Por isso, especialistas apontam que a "revisão da vida toda" é uma regra de exceção.
— Ela não é necessariamente benéfica a todos os aposentados e pensionistas. É preciso simular o valor sem a trava do mês de julho de 1994 e comparar com o benefício já concedido — observa Kerlly Hubach, professor de Direito Tributário e Previdenciário da Fundação Getúlio Vargas (FGV).
A tese também não se aplica a todos os casos. O professor também destaca a decadência do direito à revisão, que ocorre 10 anos após o primeiro pagamento.
— Quem se filiou após novembro de 1999 não é elegível à tese, pois a ele não se aplica a regra impugnada no Judiciário. Por exemplo, quem se aposentou em maio de 2012 e não requereu a revisão terá perdido o direito em junho de 2022 — afirma Hubach.
Cherulli também ressalta que são raros os casos em que a revisão será benéfica. Um exemplo é a "vida laboral invertida", quando o trabalhador começa contribuindo com mais e, com o tempo, passa a contribuir com menos. Outro caso é o de pessoas que sempre receberam tetos salariais, uma minoria entre os contribuintes.
Impactos para a Previdência
O Superior Tribunal de Justiça (STJ) já decidiu, em 2019, a favor da revisão da vida toda.
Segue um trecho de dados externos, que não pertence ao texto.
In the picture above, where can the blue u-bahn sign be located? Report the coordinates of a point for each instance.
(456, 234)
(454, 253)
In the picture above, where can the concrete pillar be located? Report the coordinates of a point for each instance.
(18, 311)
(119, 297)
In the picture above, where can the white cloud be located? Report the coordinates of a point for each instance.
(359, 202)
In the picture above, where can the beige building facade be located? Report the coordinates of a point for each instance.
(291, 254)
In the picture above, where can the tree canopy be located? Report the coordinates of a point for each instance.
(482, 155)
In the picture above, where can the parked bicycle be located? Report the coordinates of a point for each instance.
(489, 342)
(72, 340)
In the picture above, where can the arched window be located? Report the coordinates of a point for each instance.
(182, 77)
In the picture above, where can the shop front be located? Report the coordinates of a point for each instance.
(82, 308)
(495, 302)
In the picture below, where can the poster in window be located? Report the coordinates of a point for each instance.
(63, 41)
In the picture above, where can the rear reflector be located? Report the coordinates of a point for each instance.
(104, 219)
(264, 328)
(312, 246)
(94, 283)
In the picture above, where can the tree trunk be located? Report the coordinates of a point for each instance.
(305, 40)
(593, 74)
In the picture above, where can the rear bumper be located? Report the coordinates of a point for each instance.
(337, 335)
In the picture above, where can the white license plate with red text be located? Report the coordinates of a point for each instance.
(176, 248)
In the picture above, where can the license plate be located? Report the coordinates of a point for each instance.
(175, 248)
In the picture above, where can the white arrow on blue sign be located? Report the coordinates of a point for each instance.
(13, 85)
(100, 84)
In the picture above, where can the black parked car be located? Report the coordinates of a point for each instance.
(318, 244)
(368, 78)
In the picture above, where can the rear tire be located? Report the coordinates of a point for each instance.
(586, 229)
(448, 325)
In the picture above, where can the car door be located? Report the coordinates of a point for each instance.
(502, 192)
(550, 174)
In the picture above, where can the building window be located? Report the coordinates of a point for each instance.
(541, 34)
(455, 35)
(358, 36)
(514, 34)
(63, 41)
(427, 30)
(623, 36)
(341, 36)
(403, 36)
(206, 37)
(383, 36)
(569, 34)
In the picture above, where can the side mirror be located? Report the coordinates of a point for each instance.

O STF analisa agora a constitucionalidade da norma com foco no prejuízo aos cofres públicos que ela traria.
Dyna Hoffmann, advogada e CEO do SGMP Advogados, explica que o principal argumento da União contra a revisão da vida toda "é o aumento de um benefício sem a contrapartida devida, ofendendo o equilíbrio financeiro e atuarial do Regime Geral de Previdência Social".
Segundo a equipe econômica do governo, o impacto seria de R$ 46 bilhões ao longo de 10 anos. Mas especialistas ponderam que esse cálculo é superestimado porque o número de pessoas beneficiadas não seria tão alto.
— Fizeram apenas uma média do valor do aumento e valores retroativos, considerando todos os benefícios ativos — critica Cherulli.
Os ministros do STF que já votaram contra a revisão em julgamento anterior também apontaram a dificuldade na contabilidade dos novos benefícios.
— Entre os argumentos de ordem prática está o afastamento de períodos com altos índices de inflação, antes do Plano Real, além das dificuldades administrativas de recuperação de informações fidedignas nas bases de dados da previdência social. Imagine colher dados da década de 1970 — observa Hubach.